Salmas yakınındaki Kültepe’de dünyadaki en eski kitlesel insan yerleşimlerinden birinin izleri bulunmuştur. Bu bölgedeki buluntular hakkında kayda değer olan şey, bu eski köyün MÖ 7.000’lere kadar gitmesidir. Bu bölgede bulunan Absidani taş parçaları üzerindeki pullar ve şekiller eski çağlardaki bu gelişmiş köyün Urmiye gölü bölgesinde bıçak, ustura ve diğer kesici aletler üretiminde önemli bir merkez olduğunu göstermektedir. Taş tabaklar, çeşitli taş alet ve edevat buluntuları, ahalinin gıda maddelerini temin konusunda bu toplumda pek çok tarımsal faaliyetin olduğunu göstermektedir. Bunların üzerindeki koyu gri çanak çömlek resimleri ve bölgede bulunan diğer pişirilmiş çamur maddeler Nahcivan’da bulunmuş olup Tunç Çağı’nda MÖ 2.900 tarihine giden aynı çeşit şeylerle eşleşmektedir. Ayrıca, Kültepe’nin yukarı tabakalarında bulunan deliller MÖ 6.000, 5.000 ve 4.000’de sırasıyla Sulduz Nakadeh bölgesindeki Hacı Firuz ve Dalama kültürleri ile Nahcivan özerk Cumhuriyeti’ndeki eski Tunç Çağı kadar eski olan üç kültür çağının gelişmesiyle ilgili deliller sunar. Bu tepenin büyük kültürel değerine rağmen, tepedeki kültürel ve tarihi yönden değerli tabakalardan herhangi biriyle ilgili bugüne kadar ciddi bir çalışma yapılmamıştır. Bu bölgedeki diğer bir kayda değer nokta, kimileri 5 kg gelen büyük Absidani taş parçalarının bulunmuş olmasıdır. Kalıcı bir köy olarak nitelendirilebilecek olan ortadoğudaki en eski insan yerleşimi Irak’ta, Mezopotamya’da bulunmuştur. Burası, kültürel özelliklerinden dolayı Kültepe’den daha eski bir yerdir.
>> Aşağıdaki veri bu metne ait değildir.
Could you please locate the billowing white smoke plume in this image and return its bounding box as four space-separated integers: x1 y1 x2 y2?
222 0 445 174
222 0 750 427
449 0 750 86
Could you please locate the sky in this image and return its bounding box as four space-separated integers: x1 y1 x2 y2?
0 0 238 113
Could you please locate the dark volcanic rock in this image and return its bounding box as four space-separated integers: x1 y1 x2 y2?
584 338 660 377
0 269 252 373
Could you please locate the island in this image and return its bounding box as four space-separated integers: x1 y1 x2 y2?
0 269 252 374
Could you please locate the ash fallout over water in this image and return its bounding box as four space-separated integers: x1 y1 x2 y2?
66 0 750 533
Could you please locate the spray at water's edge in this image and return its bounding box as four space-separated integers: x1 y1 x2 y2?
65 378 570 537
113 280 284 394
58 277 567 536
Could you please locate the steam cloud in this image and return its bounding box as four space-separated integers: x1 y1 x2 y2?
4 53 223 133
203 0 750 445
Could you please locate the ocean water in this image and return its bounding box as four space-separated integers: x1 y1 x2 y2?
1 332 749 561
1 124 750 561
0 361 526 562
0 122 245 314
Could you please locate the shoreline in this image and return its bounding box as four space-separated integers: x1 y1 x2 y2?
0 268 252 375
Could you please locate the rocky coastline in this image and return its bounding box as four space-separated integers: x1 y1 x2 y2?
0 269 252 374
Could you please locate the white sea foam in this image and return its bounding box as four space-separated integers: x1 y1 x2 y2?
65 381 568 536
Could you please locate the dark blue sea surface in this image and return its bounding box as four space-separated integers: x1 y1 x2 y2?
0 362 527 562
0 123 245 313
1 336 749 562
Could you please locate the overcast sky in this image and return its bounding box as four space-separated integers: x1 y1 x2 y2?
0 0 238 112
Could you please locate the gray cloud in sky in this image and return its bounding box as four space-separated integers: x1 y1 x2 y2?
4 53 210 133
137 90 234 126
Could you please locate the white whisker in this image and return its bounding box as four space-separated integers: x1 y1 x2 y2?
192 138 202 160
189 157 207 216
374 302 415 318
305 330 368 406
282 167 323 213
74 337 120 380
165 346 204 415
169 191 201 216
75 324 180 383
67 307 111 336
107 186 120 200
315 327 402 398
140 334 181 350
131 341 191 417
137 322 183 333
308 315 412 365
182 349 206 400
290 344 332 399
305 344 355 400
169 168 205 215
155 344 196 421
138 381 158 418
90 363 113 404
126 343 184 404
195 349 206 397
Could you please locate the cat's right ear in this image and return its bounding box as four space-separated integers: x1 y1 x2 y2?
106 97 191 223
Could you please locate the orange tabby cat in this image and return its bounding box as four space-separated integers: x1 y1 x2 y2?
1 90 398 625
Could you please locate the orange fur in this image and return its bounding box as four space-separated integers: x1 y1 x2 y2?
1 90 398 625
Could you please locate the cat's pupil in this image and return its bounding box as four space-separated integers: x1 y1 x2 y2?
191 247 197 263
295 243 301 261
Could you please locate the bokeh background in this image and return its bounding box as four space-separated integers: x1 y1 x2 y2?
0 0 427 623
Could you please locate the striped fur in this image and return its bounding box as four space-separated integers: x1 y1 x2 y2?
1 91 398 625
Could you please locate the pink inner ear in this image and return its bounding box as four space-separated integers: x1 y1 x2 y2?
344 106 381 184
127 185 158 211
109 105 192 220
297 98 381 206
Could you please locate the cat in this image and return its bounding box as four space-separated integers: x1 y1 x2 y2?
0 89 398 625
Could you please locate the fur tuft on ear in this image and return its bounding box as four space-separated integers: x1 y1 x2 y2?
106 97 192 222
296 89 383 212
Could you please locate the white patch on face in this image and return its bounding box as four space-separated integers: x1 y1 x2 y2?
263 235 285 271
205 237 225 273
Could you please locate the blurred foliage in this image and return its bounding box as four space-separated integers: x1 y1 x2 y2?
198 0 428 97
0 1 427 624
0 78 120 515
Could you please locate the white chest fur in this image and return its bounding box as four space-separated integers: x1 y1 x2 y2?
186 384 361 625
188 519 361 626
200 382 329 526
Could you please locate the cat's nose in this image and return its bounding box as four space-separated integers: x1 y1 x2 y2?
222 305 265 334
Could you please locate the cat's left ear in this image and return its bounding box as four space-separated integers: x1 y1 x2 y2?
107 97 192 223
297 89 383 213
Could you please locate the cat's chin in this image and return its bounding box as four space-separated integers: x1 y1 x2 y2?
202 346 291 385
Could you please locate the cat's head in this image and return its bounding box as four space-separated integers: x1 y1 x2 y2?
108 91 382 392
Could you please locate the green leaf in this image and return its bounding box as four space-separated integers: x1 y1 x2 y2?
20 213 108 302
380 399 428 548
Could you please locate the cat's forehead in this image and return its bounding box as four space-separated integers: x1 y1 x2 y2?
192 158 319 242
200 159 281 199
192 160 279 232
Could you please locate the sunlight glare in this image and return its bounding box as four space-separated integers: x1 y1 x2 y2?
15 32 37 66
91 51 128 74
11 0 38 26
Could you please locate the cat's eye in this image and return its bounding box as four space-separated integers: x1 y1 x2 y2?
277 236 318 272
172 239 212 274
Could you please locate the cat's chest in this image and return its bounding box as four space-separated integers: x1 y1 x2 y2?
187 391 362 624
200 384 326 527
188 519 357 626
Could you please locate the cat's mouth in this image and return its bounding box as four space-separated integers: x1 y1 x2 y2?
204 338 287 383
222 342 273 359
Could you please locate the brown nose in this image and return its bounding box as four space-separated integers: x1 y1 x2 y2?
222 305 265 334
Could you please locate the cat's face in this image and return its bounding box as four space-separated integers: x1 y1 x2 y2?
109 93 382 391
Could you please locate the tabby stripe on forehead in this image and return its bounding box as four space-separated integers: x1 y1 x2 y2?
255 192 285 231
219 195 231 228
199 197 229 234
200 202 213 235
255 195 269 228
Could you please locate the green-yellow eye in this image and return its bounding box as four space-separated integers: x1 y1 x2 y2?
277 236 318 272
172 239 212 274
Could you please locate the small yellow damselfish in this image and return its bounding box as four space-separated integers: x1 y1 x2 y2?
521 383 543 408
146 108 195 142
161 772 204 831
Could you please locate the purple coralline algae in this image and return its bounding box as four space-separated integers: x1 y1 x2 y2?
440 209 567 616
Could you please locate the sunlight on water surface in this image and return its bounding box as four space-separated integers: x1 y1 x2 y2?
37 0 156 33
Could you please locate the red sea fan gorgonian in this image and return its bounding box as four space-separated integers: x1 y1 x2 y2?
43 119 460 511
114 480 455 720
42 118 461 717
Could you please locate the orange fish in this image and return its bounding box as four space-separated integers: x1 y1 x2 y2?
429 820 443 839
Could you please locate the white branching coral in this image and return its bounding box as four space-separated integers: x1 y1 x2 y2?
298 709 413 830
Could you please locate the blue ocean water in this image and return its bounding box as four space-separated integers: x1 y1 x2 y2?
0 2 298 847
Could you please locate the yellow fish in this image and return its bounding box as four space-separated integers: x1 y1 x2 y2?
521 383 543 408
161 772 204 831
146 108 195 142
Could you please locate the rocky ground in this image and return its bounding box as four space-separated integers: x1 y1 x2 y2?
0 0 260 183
Tarihi kaynaklara göre Huriler, dört bin sene önce Azerbaycan ve Doğu Anadolu’da devlet kurmuşlardır. Salmasın Heftvantepesinde bulunan eserlerin bir kısmı bu medeniyete aitttir. Bölgede bulunan başka medeniyet ise Guttiler ve Urartulardır. Urartular zamanında Salmas’a Olho denirdi. Şehir, Urartular döneminde memleketin ikinci başkenti sayılıyordu. Birinci kent ise Türkiye’de Van kenti idi. Salmas’ta Urartular dönemine ait bir hayli eser bulunmuştur. Salmasın ve Batı Azerbaycan’da bulunan eski sulama kanallarının aslı o döneme aittir[2]. Olho kenti, Asurlular tarafından M.Ö. 7. asırda ele geçirildi.Asların burada yaşamalrı bölgesel toponimlere göre mühtemeldir. Eski Asur hikâyelere göre Salmas ilk olarak MÖ 3.000’de Asur hükümdarı 3. Salmansar idaresinde kuruldu. Burası daha çok Babillilerle dost ve müttefik kabilelerin saldırılarına karşı bir istihkâm olarak kullanıldı. Zaman içinde hisar tedricen şehre dönüştü ve telaffuzunu kolaylaştırmak için ismi de Salmasar’dan Salmas’a kısaldı. Bir süre sonra da bölgede Med imparatorluğu kuruldu. Bölgenin Azerbaycan kavimlerinin kurduğu Med imparatorluğu bünyesine dâhil olduğunun en açık işareti, Moğancık adlı bir yerin varlığıdır. Medlerin din adamlarına Moğ denirdi. Kuşkusuz bu ad Moğlarla ilişkilidir.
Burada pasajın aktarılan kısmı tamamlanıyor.